You Cannot Build Trust at Scale Without Presenting

A lot of senior leaders quietly avoid presenting. They will say things like: I do not want to perform, I would rather just do the work, I do not want to oversell. But here is the mistake. In large organisations, if you do not communicate at scale, you do not build trust at scale. And trust does not travel by osmosis.
I see this all the time with leaders I coach. Some actively move away from presenting — they delegate it, minimise it or tolerate it at best. They see it as theatre. Then there is a small group who get it. One senior leader recently did a four-hour intensive with me on how she communicates to large, sceptical audiences. Not to hype. Not to sell. To earn credibility at scale. She understood something many leaders miss: presenting is not about ego. It is about reach. If people do not hear from you, they fill the gap themselves.
The 2026 Skills Horizon report from the University of Sydney backs this up. After interviewing more than 150 global leaders and analysing dozens of future skills reports, they identified 35 essential leadership skills. Three stood out as becoming most critical right now: managing for stability, building trust at scale and aesthetic leadership — the ability to communicate clearly, humanly and with empathy.
It is not about performance.
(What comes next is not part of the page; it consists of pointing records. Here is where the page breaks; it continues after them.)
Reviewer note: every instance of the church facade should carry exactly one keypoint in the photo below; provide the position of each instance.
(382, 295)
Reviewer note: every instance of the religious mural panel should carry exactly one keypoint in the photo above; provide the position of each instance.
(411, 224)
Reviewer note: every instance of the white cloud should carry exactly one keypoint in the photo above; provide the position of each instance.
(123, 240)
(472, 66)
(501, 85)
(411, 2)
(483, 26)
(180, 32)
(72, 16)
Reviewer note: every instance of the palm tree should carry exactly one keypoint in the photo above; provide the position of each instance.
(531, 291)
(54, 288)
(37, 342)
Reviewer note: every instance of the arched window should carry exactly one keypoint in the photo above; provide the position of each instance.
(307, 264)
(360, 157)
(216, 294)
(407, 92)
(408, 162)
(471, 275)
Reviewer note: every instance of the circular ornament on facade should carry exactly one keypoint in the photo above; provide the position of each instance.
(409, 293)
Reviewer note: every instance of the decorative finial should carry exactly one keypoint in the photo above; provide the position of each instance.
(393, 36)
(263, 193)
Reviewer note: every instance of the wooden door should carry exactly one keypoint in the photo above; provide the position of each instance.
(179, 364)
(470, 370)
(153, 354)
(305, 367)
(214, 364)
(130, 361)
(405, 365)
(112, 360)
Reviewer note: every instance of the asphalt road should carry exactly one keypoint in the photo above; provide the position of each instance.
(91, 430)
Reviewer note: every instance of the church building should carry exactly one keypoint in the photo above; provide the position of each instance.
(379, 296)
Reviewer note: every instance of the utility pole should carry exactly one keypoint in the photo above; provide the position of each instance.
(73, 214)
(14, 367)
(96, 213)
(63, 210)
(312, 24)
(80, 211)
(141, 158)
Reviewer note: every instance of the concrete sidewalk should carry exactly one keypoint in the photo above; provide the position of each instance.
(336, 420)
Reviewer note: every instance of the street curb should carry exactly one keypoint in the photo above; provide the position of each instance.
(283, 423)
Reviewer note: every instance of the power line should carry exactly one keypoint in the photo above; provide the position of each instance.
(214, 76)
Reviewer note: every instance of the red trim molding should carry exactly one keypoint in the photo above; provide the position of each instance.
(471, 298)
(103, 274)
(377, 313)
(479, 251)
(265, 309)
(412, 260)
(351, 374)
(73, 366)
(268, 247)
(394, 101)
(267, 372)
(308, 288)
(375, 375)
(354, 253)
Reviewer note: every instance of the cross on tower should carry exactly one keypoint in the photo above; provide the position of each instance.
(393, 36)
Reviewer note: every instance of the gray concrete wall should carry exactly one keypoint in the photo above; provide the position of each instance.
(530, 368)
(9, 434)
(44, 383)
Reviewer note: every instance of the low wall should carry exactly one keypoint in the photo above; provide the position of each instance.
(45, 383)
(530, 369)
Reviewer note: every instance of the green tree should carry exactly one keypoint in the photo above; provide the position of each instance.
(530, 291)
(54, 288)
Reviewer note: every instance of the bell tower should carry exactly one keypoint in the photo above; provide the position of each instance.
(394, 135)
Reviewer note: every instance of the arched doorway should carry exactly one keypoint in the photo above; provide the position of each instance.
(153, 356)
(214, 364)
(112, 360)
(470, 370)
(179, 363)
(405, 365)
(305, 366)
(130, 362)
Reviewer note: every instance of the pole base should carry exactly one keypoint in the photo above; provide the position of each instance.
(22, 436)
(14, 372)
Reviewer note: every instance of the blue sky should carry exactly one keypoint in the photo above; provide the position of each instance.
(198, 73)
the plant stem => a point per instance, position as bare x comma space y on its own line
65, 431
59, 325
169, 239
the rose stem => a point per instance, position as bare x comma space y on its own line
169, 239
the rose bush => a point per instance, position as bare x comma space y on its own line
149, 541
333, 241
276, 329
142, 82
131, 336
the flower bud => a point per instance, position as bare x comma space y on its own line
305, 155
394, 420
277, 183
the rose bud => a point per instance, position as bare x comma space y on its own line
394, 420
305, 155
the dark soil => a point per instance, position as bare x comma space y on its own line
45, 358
It is about making sense of complexity for large groups of people. That is why figures like Apple's Tim Cook still do live product launches. Not because they love the spotlight. Because trust is built in the telling.
The leadership reframe: stop thinking of presenting as hard-nosed selling. It is how you signal competence, create shared understanding and earn respect from people you will never meet in person.
Ask yourself: am I building trust one conversation at a time, or am I building it at scale? If you want to lead hundreds or thousands of people, they need to know who you are. And the only way they find out is if you tell them.